I'm trying to build a circuit that can scale down several lipo batteries (5 cell) up to 22V max to be safe to either 3.3V or 5V for measuring with a PIC microcontroller using the analog to digital converter.
Now the problem is I have more than one battery for each motor and each battery is isolated from one another. There is no common ground between them.
Can someone offer some advice on how I can measure the voltage of these batteries using the PIC's ADC. Some form of voltage divider will of course be needed and suggestions on this are welcome.
My analog circuitry skills are extremely weak so please provide as much detail and or references. Any calculations would also be appreciated.
I'd like to ensure some level of filtering/isolation is present due to the LiPos obvious high current usage and noise of the motor.
PS: I know there are very cheap LED voltmeteres on ebay for this but I want to be able to send the sampled voltages back to a base in my project.
Best Answer
If you can't connect the circuits an analog optocoupler like the IL300 may be useful:
The input and output remain separated, yet you have the analog value of the battery's level available to the ADC on the other side. The IL300 has an excellent 0.01% servo linearity.

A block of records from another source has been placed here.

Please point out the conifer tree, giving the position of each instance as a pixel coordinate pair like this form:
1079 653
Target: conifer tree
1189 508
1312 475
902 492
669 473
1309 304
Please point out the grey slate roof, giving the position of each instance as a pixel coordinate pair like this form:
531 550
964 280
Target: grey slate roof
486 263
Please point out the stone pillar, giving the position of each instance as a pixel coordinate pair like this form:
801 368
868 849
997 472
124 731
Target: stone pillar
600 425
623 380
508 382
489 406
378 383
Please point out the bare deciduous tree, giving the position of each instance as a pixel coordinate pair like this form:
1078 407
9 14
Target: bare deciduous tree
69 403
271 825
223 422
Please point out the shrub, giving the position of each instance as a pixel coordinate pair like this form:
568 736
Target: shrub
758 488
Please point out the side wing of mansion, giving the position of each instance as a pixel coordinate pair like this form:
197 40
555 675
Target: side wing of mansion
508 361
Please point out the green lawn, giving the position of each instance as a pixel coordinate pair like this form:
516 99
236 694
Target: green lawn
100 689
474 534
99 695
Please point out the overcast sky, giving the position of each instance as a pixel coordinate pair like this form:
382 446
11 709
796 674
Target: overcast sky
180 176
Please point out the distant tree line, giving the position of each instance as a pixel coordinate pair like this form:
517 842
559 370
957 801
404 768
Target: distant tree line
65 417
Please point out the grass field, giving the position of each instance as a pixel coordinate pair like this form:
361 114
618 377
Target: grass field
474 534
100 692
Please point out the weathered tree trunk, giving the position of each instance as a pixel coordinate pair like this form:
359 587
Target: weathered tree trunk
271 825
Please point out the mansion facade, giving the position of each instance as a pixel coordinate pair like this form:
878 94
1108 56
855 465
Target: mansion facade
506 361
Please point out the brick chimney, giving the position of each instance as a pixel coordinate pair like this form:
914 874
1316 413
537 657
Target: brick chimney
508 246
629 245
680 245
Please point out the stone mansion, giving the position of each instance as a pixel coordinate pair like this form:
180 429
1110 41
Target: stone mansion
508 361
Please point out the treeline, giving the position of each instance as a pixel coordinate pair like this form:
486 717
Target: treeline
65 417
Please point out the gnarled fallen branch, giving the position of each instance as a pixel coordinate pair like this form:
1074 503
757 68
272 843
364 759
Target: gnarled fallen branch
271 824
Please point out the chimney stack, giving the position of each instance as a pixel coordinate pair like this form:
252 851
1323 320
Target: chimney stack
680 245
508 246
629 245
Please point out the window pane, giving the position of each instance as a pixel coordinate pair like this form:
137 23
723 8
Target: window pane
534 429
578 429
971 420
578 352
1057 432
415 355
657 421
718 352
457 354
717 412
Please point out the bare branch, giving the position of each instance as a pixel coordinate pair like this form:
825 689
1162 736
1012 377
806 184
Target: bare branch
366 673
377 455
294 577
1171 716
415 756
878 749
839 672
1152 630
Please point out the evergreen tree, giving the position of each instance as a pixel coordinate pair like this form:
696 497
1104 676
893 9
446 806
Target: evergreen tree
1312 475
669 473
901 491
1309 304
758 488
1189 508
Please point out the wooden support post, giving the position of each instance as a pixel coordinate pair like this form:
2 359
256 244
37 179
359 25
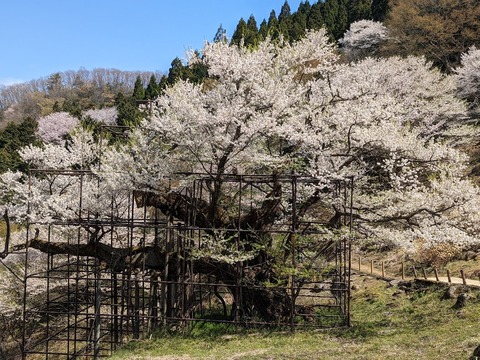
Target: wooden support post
463 277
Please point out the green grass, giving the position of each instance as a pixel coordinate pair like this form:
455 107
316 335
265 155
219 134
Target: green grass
387 323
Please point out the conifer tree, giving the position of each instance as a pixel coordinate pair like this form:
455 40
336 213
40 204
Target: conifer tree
380 10
176 71
138 89
152 90
285 21
315 18
299 21
251 35
359 10
263 30
239 33
221 34
273 29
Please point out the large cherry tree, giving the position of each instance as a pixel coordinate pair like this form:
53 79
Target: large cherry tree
391 124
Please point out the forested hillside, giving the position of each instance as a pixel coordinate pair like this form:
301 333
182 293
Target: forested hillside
382 94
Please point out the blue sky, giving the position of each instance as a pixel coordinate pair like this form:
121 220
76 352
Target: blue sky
39 38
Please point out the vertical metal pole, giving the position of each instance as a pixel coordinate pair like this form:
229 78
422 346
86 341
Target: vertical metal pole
96 344
293 245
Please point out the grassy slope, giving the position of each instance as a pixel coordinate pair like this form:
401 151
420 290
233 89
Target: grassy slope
388 323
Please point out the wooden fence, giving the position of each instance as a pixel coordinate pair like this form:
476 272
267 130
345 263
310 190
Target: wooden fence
408 272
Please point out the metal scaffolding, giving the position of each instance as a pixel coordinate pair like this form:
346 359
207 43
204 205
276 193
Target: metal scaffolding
156 275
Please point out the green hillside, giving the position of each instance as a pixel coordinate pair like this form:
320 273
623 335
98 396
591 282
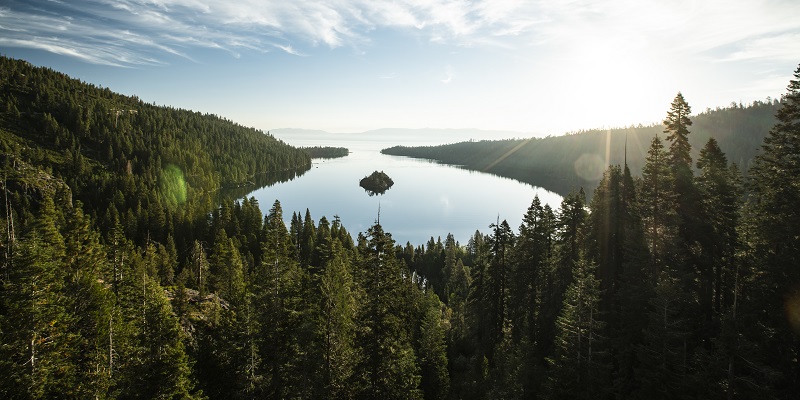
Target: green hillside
123 158
564 163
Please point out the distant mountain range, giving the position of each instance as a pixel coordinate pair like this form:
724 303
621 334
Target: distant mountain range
568 162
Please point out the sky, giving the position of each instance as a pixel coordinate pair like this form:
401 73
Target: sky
540 67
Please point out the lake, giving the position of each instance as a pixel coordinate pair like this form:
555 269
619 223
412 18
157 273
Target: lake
427 200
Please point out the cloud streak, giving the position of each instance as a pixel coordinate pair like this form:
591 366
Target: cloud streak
145 32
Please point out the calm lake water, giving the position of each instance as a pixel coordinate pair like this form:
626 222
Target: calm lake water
427 199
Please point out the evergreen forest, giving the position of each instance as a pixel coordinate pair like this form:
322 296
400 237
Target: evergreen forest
124 275
566 163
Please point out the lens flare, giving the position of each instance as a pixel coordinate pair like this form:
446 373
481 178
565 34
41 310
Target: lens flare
173 185
590 167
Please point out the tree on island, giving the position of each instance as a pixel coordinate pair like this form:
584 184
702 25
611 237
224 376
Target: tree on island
377 183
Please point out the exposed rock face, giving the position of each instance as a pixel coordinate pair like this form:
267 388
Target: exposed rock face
377 183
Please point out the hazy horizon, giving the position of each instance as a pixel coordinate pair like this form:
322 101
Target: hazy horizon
539 68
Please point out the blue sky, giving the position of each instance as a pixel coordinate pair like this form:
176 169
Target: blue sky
538 67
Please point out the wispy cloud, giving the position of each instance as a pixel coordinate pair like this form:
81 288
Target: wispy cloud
448 75
131 32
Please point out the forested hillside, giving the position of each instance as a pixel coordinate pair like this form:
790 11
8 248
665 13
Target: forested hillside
668 285
565 163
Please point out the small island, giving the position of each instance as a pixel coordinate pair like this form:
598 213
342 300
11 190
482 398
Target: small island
377 183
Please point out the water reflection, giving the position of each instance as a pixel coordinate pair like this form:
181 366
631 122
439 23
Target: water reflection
427 199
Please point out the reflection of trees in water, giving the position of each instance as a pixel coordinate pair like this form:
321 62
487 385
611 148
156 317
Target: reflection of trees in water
260 181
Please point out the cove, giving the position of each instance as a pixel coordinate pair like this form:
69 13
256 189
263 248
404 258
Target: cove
427 200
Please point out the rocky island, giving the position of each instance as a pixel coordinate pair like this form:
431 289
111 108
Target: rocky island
376 183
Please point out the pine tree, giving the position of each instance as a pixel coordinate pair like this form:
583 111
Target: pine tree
336 322
775 189
435 380
277 288
657 206
388 368
579 368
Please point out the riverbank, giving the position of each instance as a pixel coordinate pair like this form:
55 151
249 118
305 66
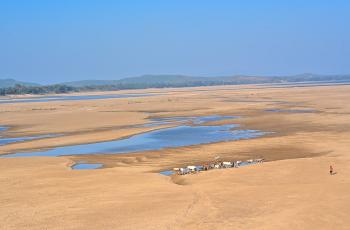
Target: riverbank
292 190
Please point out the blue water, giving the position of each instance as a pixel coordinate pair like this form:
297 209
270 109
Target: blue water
193 120
179 136
86 166
71 98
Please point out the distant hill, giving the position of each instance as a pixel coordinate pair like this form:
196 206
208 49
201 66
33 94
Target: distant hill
146 81
5 83
158 81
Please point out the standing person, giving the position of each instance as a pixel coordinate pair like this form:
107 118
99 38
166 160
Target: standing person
330 170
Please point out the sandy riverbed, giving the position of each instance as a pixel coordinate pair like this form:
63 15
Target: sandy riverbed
292 191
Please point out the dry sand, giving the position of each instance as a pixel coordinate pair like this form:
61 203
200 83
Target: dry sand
292 191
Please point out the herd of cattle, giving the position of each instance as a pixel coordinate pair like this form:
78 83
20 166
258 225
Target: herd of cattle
217 165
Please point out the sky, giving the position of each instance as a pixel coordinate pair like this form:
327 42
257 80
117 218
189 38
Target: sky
66 40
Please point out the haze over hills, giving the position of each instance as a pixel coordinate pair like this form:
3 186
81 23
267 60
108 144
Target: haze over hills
10 86
11 83
183 80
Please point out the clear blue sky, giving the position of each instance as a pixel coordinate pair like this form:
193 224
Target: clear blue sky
51 41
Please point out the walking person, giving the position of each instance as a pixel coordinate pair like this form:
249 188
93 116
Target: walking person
331 170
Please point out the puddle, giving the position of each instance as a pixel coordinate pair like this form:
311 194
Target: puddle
179 136
82 166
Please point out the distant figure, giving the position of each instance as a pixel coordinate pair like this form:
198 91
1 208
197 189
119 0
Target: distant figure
330 170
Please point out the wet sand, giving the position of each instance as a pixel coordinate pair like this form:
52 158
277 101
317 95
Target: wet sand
292 191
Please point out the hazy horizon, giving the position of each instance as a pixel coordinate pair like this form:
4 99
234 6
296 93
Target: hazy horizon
50 42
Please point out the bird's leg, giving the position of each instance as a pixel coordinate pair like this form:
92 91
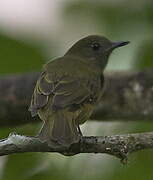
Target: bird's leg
79 130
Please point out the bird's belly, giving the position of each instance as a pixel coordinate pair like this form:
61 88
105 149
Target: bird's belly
84 113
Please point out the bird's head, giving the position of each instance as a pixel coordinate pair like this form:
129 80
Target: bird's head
95 48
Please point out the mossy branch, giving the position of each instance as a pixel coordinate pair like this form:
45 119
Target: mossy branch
117 145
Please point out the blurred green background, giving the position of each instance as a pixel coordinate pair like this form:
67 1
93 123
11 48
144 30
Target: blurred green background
31 33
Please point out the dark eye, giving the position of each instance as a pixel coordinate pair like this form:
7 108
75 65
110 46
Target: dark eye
95 46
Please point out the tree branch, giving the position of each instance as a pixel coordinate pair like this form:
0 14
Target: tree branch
117 145
128 95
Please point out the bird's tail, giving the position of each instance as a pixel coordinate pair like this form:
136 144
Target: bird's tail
60 129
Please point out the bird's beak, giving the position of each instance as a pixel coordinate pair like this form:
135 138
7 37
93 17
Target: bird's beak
119 44
116 45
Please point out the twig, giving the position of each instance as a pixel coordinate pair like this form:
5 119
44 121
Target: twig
117 145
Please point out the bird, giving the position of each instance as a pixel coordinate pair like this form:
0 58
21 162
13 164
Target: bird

(Vcc and ground left and right of the optocoupler are obviously different.)
transfer function
Opamp U1 will try to make its inverting input equal to \$V_{IN}\$, that's
\$ I_{P1} = \dfrac{V_{IN}}{R1} \$
It controls \$I_{P1}\$ by varying the LED's current \$I_F\$, but we don't need this value in our calculation. Since the photodiodes are matched \$I_{P1} = I_{P2}\$, and the output of U2 is
\$ V_{OUT} = I_{P2} \times R2 \$
so that
\$ V_{OUT} = \dfrac{R2}{R1} \times V_{IN} \$
So, even when R1 is drawn far away from U2 it plays a role for it. The circuit might not work if you choose R2 ten times larger than R1 and your input voltage is 2V.
edit
The short circuit current for the photodiodes is 70 µA. If Vin is for instance 1 V then R1 must be at least 15 kΩ to allow the opamps to get Vb also to 1 V. A value of 100 kΩ for R1 (and R2) will give you an input range of several volts.